Search code examples
csvperlawksed

Remove double quotes if delimiter value is not present in data


An input file is given, each line of which contains quotes for each column and carriage return/ new line character.

  • If the line contains new lines it has be appended with in the same line which is inside the quotes i.e for example line 1

  • Removing of double quotes for each column if the delimiter(,) is not present.

  • Removing of Carriage Return characters i.e(^M)

To exemplify, given the following input file

"name","address","age"^M
"ram","abcd,^M
def","10"^M
"abhi","xyz","25"^M
"ad","ram,John","35"^M

I would like to obtain the following output by means of a sed/perl/awk script/oneliner.

name,address,age
ram,"abcd,def",10
abhi,xyz,25
ad,"ram,John",35

Solutions which i have tired it so far For appending with previous line

sed '/^[^"]*"[^"]*$/{N;s/\n//}' sample.txt

for replacing control-m characters

perl -pne 's/\\r//g' sample.txt

But i didn't achieve final output what i required below


Solution

  • This might work for you (GNU sed):

    sed ':a;/[^"]$/{N;s/\n//;ba};s/"\([^",]*\)"/\1/g' file
    

    The solution is in two parts:

    1. Join broken lines to make whole ones.
    2. Remove double quotes surrounding fields that do not contain commas.

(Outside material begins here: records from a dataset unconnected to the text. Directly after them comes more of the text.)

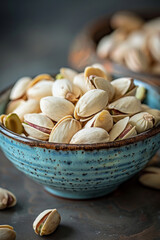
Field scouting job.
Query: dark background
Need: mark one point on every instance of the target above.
(35, 36)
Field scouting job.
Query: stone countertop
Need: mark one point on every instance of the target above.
(132, 212)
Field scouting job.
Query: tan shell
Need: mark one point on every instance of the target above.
(65, 89)
(90, 103)
(38, 126)
(40, 77)
(56, 107)
(7, 232)
(126, 20)
(101, 83)
(49, 221)
(12, 105)
(90, 135)
(142, 121)
(123, 86)
(80, 82)
(151, 177)
(20, 88)
(156, 114)
(94, 71)
(136, 60)
(29, 106)
(68, 73)
(128, 105)
(7, 199)
(102, 119)
(40, 89)
(64, 130)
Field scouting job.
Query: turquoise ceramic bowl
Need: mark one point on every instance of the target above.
(81, 171)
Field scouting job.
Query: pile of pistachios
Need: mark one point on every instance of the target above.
(78, 108)
(133, 42)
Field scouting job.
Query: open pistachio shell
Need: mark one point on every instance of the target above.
(40, 89)
(142, 121)
(29, 106)
(13, 123)
(102, 119)
(7, 232)
(64, 130)
(20, 88)
(94, 71)
(122, 87)
(38, 126)
(7, 199)
(129, 105)
(118, 128)
(90, 135)
(40, 77)
(90, 103)
(56, 107)
(68, 73)
(12, 105)
(47, 222)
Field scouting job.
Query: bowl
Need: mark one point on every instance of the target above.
(86, 170)
(83, 49)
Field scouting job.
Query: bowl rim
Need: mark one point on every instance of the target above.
(63, 146)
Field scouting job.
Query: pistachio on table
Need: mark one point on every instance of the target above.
(7, 232)
(47, 222)
(7, 199)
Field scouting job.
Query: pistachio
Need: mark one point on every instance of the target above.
(102, 119)
(29, 106)
(151, 177)
(56, 107)
(90, 135)
(19, 89)
(64, 130)
(47, 222)
(38, 126)
(142, 121)
(13, 123)
(90, 103)
(7, 232)
(141, 93)
(129, 105)
(40, 89)
(68, 73)
(7, 199)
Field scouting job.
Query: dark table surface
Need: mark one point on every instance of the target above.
(132, 212)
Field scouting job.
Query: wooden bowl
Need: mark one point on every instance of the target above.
(83, 50)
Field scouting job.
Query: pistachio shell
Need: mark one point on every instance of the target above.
(40, 77)
(129, 105)
(13, 123)
(102, 119)
(29, 106)
(7, 232)
(151, 177)
(122, 86)
(12, 105)
(56, 107)
(94, 71)
(20, 88)
(64, 130)
(47, 222)
(90, 103)
(118, 128)
(68, 73)
(7, 199)
(142, 121)
(90, 135)
(40, 89)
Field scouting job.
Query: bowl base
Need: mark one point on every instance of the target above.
(79, 195)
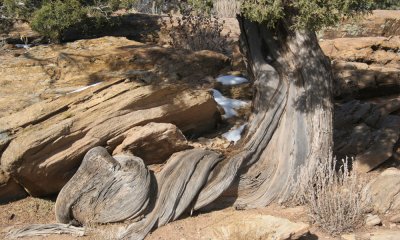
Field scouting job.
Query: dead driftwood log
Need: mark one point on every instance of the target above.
(291, 124)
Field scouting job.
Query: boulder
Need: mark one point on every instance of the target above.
(104, 189)
(9, 189)
(385, 191)
(378, 23)
(154, 142)
(43, 72)
(365, 67)
(47, 148)
(62, 100)
(369, 132)
(380, 235)
(244, 225)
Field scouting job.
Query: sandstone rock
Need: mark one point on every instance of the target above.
(372, 220)
(44, 135)
(45, 154)
(243, 225)
(119, 189)
(43, 73)
(379, 23)
(380, 235)
(348, 237)
(369, 132)
(154, 142)
(385, 191)
(9, 189)
(365, 67)
(395, 218)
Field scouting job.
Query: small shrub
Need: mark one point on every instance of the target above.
(196, 32)
(335, 196)
(54, 18)
(226, 8)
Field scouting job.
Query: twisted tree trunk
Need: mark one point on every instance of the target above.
(291, 124)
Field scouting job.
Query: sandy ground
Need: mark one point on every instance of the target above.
(33, 210)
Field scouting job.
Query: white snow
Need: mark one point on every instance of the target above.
(229, 105)
(231, 80)
(234, 134)
(84, 88)
(26, 46)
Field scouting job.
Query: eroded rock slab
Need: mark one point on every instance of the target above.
(43, 141)
(243, 225)
(385, 191)
(366, 131)
(104, 189)
(48, 71)
(154, 142)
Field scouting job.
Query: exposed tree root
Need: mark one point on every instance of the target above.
(291, 124)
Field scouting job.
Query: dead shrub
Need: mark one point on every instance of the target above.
(226, 8)
(335, 195)
(194, 31)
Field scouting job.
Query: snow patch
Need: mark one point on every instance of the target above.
(229, 105)
(84, 88)
(235, 134)
(231, 80)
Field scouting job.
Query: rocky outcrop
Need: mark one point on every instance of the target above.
(243, 225)
(105, 189)
(365, 67)
(379, 23)
(46, 149)
(369, 132)
(385, 191)
(43, 144)
(154, 142)
(45, 72)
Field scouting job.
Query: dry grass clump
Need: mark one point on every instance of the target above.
(226, 8)
(196, 32)
(335, 196)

    If the current line does not end with double quotes, append the next line, remove the newline and repeat. Otherwise: remove double quotes surrounding fields that do not contain double quotes or commas.

    N.B. Supposes that fields do not contain quoted double quotes. If that is the case, the condition for the first step would need to be amended and double quotes within fields would need to catered for.